Die Mängel beschränken sich nicht nur auf die einzelnen Wohnungen. Ein Mieter kritisiert, dass Garagenhöfe zweckentfremdet und als private Werkstätten oder Lagerräume missbraucht werden, während Müll in den Ecken abgeladen wird. Dies deutet auf eine mangelnde Kontrolle und Durchsetzung der Hausordnung hin. Überregional gibt es zudem immer wieder Kritik von Mieterverbänden an der Geschäftspraxis der LEG. Der Deutsche Mieterbund NRW bemängelt beispielsweise, dass die starke Expansion des Unternehmens offenbar zu Lasten der Mieter geht, was sich in schlechter Erreichbarkeit und ausbleibenden Reparaturen äußert. Auch die Nebenkostenabrechnungen stehen oft in der Kritik und führen zu Protesten.
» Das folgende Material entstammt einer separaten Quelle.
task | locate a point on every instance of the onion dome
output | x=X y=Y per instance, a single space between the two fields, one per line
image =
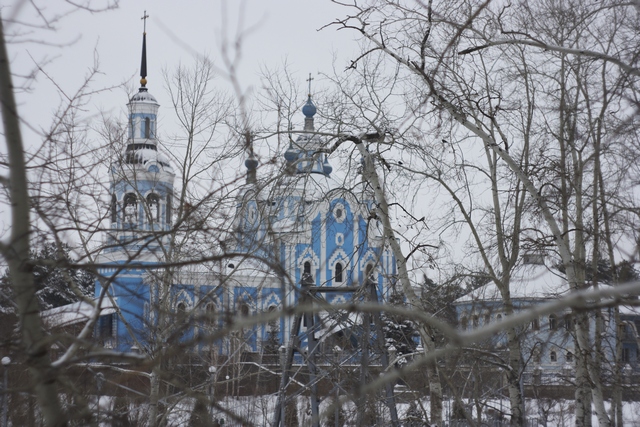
x=309 y=110
x=251 y=163
x=291 y=154
x=326 y=167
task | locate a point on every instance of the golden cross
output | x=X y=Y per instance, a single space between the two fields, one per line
x=309 y=80
x=144 y=18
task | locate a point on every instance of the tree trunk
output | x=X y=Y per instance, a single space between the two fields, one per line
x=17 y=254
x=371 y=178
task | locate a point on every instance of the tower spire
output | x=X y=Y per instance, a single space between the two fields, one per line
x=143 y=63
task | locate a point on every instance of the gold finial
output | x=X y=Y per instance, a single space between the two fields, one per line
x=144 y=18
x=309 y=80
Ein besonders brisanter Fall ist die Umstellung auf Wärme-Contracting, bei der Mieter für 15 Jahre an einen Anbieter gebunden werden, was laut Mieterbund zu einer Verdopplung der Heizkosten führen kann, da eine Gesetzeslücke ausgenutzt wird.
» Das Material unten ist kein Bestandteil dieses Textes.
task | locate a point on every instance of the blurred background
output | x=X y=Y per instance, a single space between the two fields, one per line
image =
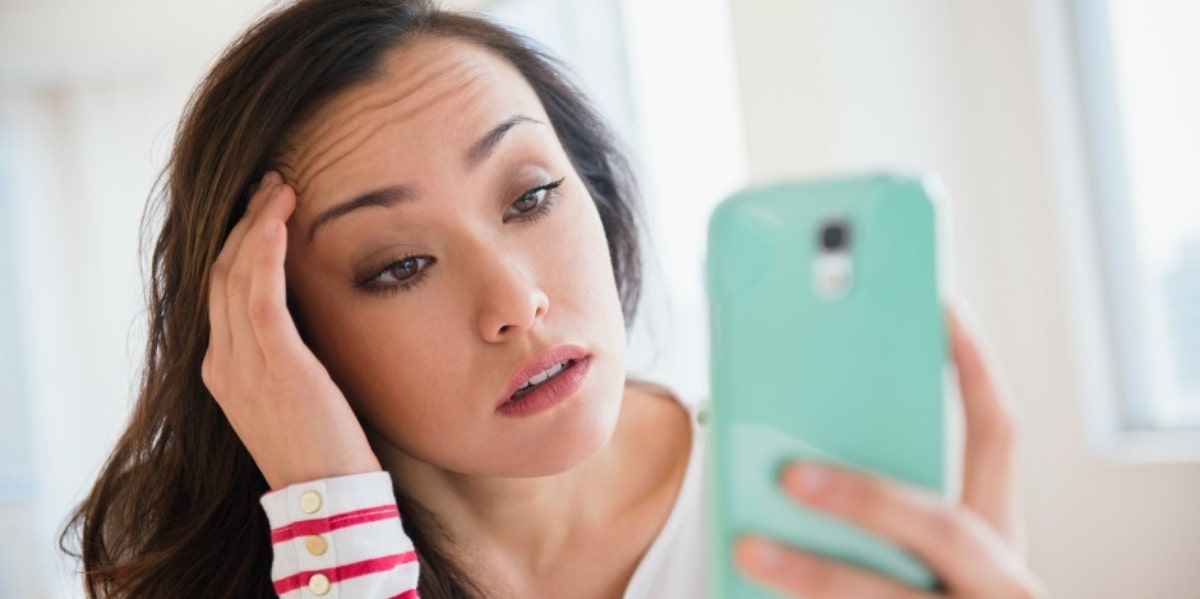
x=1066 y=132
Fazit für potenzielle Mieter

Die LEG Wohnen NRW GmbH in Bergkamen bietet als großes Immobilienunternehmen Zugang zu einem breiten Portfolio an Wohnungen. Die Chance, eine gut instand gehaltene Mietwohnung mit kompetenter Verwaltung zu finden, besteht, wie einzelne positive Bewertungen zeigen. Allerdings müssen potenzielle Kunden die erheblichen Risiken und die weit verbreiteten negativen Erfahrungen in ihre Entscheidung einbeziehen. Die massive Kritik an der Kommunikation, der schleppenden Mängelbeseitigung und der allgemeinen Mieterbetreuung, untermauert durch eine niedrige Gesamtbewertung, ist ein deutliches Warnsignal. Wer sich für eine Wohnung bei der LEG interessiert, sollte sich auf einen potenziell schwierigen Prozess einstellen. Es ist ratsam, jegliche Kommunikation schriftlich zu dokumentieren, den Zustand der Wohnung bei der Übergabe minuziös mit Fotos festzuhalten und bei Problemen hartnäckig zu bleiben. Die Zusammenarbeit mit einem Mieterschutzverein kann ebenfalls eine wichtige Absicherung sein, um die eigenen Rechte gegenüber einem solch großen Konzern durchzusetzen.